In Time
Italian stories of resilience

Italy being our home country just makes it easier, in our everyday work, to come across these kind of stories: the ones where our rubber floorings have withstood the test of time even longer than we expected. They give us a sense of pride and purpose, but also there is the pleasure to explore these projects, these buildings, to see how they became a part of the city and how they served their inhabitants.

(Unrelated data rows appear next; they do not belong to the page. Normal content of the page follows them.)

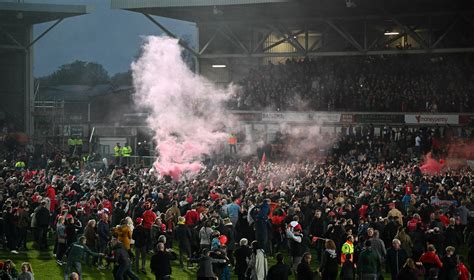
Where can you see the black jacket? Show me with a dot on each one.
(304, 272)
(395, 260)
(160, 264)
(121, 255)
(241, 255)
(183, 234)
(42, 217)
(279, 271)
(117, 215)
(140, 236)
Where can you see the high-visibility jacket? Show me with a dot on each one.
(79, 142)
(347, 249)
(86, 158)
(232, 139)
(118, 151)
(71, 142)
(20, 164)
(127, 151)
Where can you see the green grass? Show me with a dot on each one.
(45, 267)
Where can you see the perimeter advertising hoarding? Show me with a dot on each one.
(301, 117)
(466, 119)
(431, 119)
(379, 118)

Surely there many more tales like these worldwide, awaiting for us to discover them, but for now let us take you on a small ride through Italy. Rubber floorings may not be the first thing that comes to your mind when thinking about resilience, but this trip may change your mind.


St. Orsola Hospital
Rubber floor installed in 1974
Photographed in 2018
The history of the hospital can be traced back to 1592. In 1869 it became the clinic of the Faculty of Medicine.
In the 1970s it merged with Malpighi Hospital and underwent a massive reformation. Artigo contributed this marbled rubber floor, still in place today in pavilion 21, showing just a hint of a "rugged" look.


City Theatre
Rubber floor installed in 1972
Photographed in 2010
The theatre was re-built in the early 1970s taking the place of the “Virginia Marini” hall, destroyed during WWII.
The theatre went through a long refurbishment work and opened again in 2016, with our original rubber flooring still in place.


San Gerardo Hospital
Rubber floor installed in 1975
Photographed in 2016
San Gerardo is more than a Hospital: it is an institution. Founded in 1174 as a shelter for the poor, it has since represented a beacon of care and excellency for a densely-populated area.
Today it also hosts the faculty of Medicine and Surgery of the University of Milan.
Recently a new architectural body has been added: named the Palazzina Accoglienza (Welcoming Building), is a 4-floors unit housing 83 outpatient clinics.
The floorings for the new Palazzina come from our Grain collection.
The original rubber floorings installed in 1970s in the old buildings are still in very good conditions.


National Library
Rubber floor installed in 1973
Photographed in 2014
Built between 1958 and 1973, the National Library replaced the Regia Biblioteca originally built in 1720.
The pool of architects of the project comprised Massimo Amodei, Pasquale Carbonara, Italo Insolera, Aldo Livadiotti, Antonio Quistelli.
The original flooring installed consisted of 10.000 sqm of rubber, still in place today in several areas.


Palazzina Reale
Santa Maria Novella
Rubber floor installed in 1935
Photographed in 2016
The year is 1935. Architects collective Gruppo Toscano, led by Giovanni Michelucci, are finally seeing the fruition of their one-year commitment to a new project: the Royal Pavillon (Palazzina) of Santa Maria Novella, built to house the Royal Family during their stays in Florence.
In the porch, meant to be crossed by vehicles, a revolutionary material is chosen: rubber. Provided by our alma mater, Pirelli, a black rubber flooring made of rectangular, ridged tiles creates a surprisingly modern, optical texture. That same flooring is still there today.